I’ve had a couple problems using Touchin/out chops and tops in different instances of Touch on different GPU’s. The dats connect fine but both the chops and tops don’t get their clients consistently. Sometimes I restart the projects I have to delete the originals and then add new ins/outs to get them to connect again. When I do that sometimes they’ll even connect having different port numbers. One thing I haven’t tried is using 127.0.0.1 instead of localhost for the address I’ll try that next.
Also I do have quite a bit of other data coming in from Ableton which might not be helping.

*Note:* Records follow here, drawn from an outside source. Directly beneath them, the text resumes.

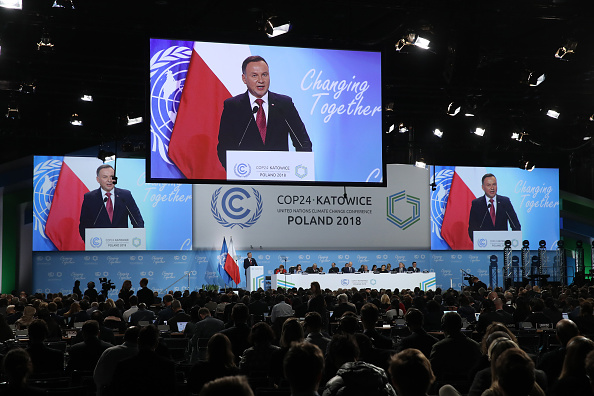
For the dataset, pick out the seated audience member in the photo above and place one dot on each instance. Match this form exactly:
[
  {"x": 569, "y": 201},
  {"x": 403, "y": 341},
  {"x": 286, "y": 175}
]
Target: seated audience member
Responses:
[
  {"x": 17, "y": 367},
  {"x": 238, "y": 333},
  {"x": 552, "y": 362},
  {"x": 454, "y": 356},
  {"x": 220, "y": 362},
  {"x": 419, "y": 338},
  {"x": 256, "y": 359},
  {"x": 142, "y": 315},
  {"x": 411, "y": 373},
  {"x": 342, "y": 307},
  {"x": 313, "y": 330},
  {"x": 104, "y": 370},
  {"x": 513, "y": 375},
  {"x": 146, "y": 373},
  {"x": 303, "y": 367},
  {"x": 573, "y": 379},
  {"x": 84, "y": 355},
  {"x": 45, "y": 360},
  {"x": 369, "y": 317},
  {"x": 236, "y": 385},
  {"x": 354, "y": 377}
]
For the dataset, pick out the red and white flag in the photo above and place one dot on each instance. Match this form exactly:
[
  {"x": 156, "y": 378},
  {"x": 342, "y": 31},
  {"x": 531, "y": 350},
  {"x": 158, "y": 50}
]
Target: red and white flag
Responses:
[
  {"x": 77, "y": 177},
  {"x": 465, "y": 187},
  {"x": 214, "y": 75}
]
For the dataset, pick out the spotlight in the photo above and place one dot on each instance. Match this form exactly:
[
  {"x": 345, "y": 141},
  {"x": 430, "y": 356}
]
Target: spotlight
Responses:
[
  {"x": 453, "y": 109},
  {"x": 13, "y": 4},
  {"x": 75, "y": 120},
  {"x": 274, "y": 26}
]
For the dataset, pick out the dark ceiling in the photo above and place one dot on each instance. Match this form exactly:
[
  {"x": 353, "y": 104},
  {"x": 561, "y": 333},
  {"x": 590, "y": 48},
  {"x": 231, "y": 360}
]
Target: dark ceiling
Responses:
[{"x": 481, "y": 54}]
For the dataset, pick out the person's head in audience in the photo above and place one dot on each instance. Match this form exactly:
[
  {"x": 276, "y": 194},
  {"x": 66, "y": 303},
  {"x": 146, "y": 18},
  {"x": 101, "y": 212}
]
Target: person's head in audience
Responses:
[
  {"x": 237, "y": 385},
  {"x": 148, "y": 338},
  {"x": 292, "y": 331},
  {"x": 493, "y": 331},
  {"x": 343, "y": 348},
  {"x": 451, "y": 324},
  {"x": 240, "y": 313},
  {"x": 17, "y": 367},
  {"x": 38, "y": 331},
  {"x": 369, "y": 315},
  {"x": 566, "y": 329},
  {"x": 515, "y": 374},
  {"x": 411, "y": 373},
  {"x": 303, "y": 367},
  {"x": 262, "y": 334},
  {"x": 219, "y": 352},
  {"x": 573, "y": 364},
  {"x": 90, "y": 330}
]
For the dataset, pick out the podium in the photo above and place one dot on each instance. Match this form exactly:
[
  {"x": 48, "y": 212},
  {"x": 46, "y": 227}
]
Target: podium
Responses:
[
  {"x": 495, "y": 240},
  {"x": 255, "y": 278},
  {"x": 115, "y": 239}
]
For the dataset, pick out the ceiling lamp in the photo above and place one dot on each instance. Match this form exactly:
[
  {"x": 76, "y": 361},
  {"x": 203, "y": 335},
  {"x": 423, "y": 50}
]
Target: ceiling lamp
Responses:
[{"x": 274, "y": 26}]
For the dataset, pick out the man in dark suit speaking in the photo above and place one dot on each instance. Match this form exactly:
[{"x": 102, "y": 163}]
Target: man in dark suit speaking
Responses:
[
  {"x": 491, "y": 212},
  {"x": 108, "y": 207},
  {"x": 259, "y": 120}
]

One time I got the chops to connect by using Use synced ports setting. Should I be using this setting? If so will I be able to use it across three instances of Touch?
Hey,
One bug I just found was that the TouchIn/Out TOP and CHOPs didn’t work for ports under 5000. So in the file you gave me that’s why the Touch In/Out TOPs arn’t working (they are set the 3000). Could this be the issue you are running into or do you think it’s something ontop of that?
I had a feeling certain ports weren’t working. I was just trying to stay away from the ableton sync ports and lemur ports. No problem I’ll just use ports 30000 and up.
Hi Matt, I’m running two instances of Touch each on one of two Quadro 5000’s on the same machine with Windows 7. It’s working great. In the performance monitor it’s only taking about a 1 ms to cook the TouchIn Dat with a resolution of 1920 by 480. It was even working nicely at 3072 by 768.
I haven’t tried the sharedmem in/out chops yet but I did just try the TOPS. As far as cooking times go its seems the Touchin/out’s are quite a bit faster than the sharedmem’s.
touchout - .08 ms
sharedmemout - 3.1 ms
touchin - 1.2 ms
sharedmemin - 2.6 ms
Maybe there are other factors to consider? In the long run could they be more stable?
Could they be faster because that data is just being streamed and not written to memory?
I just thought that looking at the cook times doesn’t take into account the time after the first instance writes the frame and second instance starts to read it. Could that be faster with the sharedmem?
Tomorrow I’ll checkout the sharedmem CHOPs.
Edit:
I just did a test with moviein TOP playing the countdown movie and found that the touchin is 4 or 5 frames behind the sharedmem. I also did another test where I stop the movie playing with a button and found the touchin took some time to stop while the sharedmemin perceptibly stopped at the same time.
I guess a couple of ms of cook time is a small price to pay for nearly instant data transfer!
Seeing this I think I’ll switch to the sharedmem Chops also. I always thought the sharedmem shared graphics memory not cpu memory.